Anti-citrullinated protein antibodies arise during affinity maturation of germline antibodies to carbamylated proteins in rheumatoid arthritis

Why autoantibodies in rheumatoid arthritis (RA) primarily target physiologically modified proteins, called citrullinated proteins, is unknown. Recognizing the inciting event in the production of anti-citrullinated protein antibodies (ACPAs) may shed light on the origin of RA. Here, we demonstrate that ACPAs originate from germline-encoded antibodies targeting a distinct but structurally similar modification, called carbamylation, which is pathogenic and environmentally driven.

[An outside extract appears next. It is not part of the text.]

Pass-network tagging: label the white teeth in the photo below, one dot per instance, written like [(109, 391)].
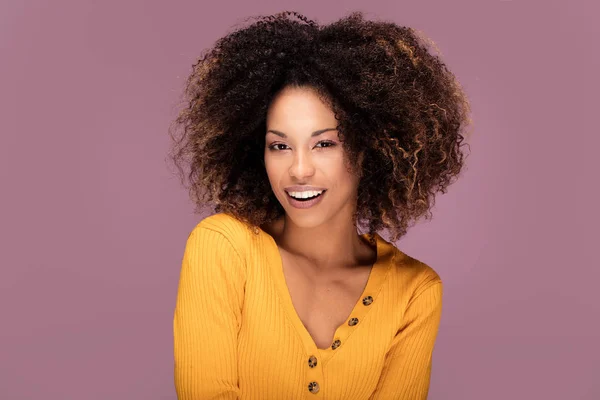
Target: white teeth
[(304, 195)]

The transition from anti-carbamylated protein (anti-CarP) antibodies to ACPAs results from somatic hypermutations, indicating that the change in reactivity is acquired via antigen-driven affinity maturation. During this process, a single germline anti-CarP antibody transitions from anti-CarP to double positive (anti-CarP/ACPA) to ACPA according to the pattern and number of somatic hypermutations, explaining their coexistence and diverse specificity in RA. Artificial intelligence-based structural modeling revealed that an ACPA and its germline precursor exhibit distinct structural and biophysical properties, and pointed to heavy-chain tryptophan 48 (H-W48) as a critical residue in the differential recognition of citrullinated vs. carbamylated proteins. Indeed, a single methionine substitution in H-W48 changes the antibody specificity from ACPA to anti-CarP. These data indicate that the existence of germline-encoded anti-CarP antibodies is most likely the first event in the production of ACPAs during the early stages of RA development.